トリは、ある電機メーカーに勤めるサラリーマン。対した給料をもらっているわけじゃないけど、平日は、それなりに働いて、国民のお休みの日はしっかりと休み、ごく平凡な暮らしが保証されている。
と、トリも自分が就職を決めたときはそう思っていた。
しかし、現実はそうはいかない。会社のスケジュールに併せて歯車として動く、しがないサラリーマン。
今日は金曜日だ。今日一日をなんとか過ごせば、待ちに待った週末である。平日の会社生活は週末の幸せを噛みしめるための試練の場に過ぎないのだ。
さぁ、今週末は、どう過ごそうか。
いつも昼間で寝て、洗濯してテレビを見てると、あっという間に夜になっている。それもなんなので、今週は映画でも見にいこうかな。

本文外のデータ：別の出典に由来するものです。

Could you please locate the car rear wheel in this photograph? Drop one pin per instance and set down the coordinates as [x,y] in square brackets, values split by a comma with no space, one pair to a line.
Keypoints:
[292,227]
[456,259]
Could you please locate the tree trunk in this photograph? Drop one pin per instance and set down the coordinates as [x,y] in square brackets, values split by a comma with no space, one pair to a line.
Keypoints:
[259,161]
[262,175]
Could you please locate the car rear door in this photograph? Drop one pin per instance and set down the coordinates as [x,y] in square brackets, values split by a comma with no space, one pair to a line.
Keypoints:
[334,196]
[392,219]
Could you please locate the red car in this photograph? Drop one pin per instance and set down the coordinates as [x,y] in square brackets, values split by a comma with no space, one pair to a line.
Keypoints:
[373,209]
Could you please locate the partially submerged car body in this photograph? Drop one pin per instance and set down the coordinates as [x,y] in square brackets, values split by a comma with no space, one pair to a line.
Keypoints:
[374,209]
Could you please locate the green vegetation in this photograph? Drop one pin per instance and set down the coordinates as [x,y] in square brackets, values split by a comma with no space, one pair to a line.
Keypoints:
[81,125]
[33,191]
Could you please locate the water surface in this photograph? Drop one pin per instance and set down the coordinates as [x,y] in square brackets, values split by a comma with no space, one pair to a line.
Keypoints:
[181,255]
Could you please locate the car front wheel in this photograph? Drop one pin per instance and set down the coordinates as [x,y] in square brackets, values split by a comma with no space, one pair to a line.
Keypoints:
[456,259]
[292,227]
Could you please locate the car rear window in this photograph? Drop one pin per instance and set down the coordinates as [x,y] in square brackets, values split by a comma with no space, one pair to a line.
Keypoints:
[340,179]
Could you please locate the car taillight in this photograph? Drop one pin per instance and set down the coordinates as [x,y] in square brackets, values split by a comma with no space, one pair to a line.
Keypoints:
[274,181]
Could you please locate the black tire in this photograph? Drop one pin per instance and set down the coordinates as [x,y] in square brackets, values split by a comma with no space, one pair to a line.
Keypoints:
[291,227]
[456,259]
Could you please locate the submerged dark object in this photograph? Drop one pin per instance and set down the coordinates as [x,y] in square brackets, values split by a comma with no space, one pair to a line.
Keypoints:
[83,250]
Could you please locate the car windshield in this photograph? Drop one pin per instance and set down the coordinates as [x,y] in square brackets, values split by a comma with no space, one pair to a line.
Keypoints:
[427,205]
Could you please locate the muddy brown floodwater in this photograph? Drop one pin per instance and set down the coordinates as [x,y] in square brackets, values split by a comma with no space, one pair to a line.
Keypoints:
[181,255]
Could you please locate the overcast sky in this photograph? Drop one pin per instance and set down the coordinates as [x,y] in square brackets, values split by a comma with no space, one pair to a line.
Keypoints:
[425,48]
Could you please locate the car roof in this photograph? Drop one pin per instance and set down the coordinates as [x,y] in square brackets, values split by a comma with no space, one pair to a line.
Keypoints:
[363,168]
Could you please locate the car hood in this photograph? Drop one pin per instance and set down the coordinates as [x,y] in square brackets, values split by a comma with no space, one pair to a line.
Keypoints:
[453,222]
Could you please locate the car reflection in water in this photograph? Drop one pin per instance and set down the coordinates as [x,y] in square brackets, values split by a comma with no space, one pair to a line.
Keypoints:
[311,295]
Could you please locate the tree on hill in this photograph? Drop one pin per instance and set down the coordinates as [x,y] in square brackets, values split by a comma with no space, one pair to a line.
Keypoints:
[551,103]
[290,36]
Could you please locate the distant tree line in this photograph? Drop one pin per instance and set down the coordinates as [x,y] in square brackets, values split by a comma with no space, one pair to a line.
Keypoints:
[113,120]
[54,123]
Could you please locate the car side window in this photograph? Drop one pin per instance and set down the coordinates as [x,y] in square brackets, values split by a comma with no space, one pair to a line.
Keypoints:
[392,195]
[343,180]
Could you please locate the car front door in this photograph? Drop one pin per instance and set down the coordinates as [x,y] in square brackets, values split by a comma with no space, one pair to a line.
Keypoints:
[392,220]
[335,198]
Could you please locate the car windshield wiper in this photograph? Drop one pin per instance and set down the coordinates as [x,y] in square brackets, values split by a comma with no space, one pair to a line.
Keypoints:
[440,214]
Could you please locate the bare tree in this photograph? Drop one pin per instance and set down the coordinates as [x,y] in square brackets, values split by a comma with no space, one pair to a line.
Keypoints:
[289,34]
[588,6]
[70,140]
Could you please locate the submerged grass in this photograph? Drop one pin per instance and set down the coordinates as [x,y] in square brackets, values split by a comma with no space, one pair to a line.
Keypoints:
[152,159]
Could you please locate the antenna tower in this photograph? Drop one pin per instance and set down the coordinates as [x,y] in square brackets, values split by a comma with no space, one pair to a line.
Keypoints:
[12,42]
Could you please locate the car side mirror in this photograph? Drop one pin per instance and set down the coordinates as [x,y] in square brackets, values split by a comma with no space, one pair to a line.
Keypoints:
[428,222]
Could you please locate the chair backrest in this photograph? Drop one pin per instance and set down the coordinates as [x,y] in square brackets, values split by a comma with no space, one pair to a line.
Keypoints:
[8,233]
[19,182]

いやいや、ベストセラーの本を買い込んで、読書三昧、というのもいいかも知れない。思い切って、どこか小旅行に出るのもいいかも知れない。
そんなことを仕事中に考え、にやにやしていた時だった。
上司がつかつかと目の前にやってきた。
「今週末、休日出勤の届け出を出しといたから。休日出勤手当てはちゃんとつくから、貯金もたまるよ。ははは。」
その一言で、人生の楽しみを奪い去られたような大打撃を受けた。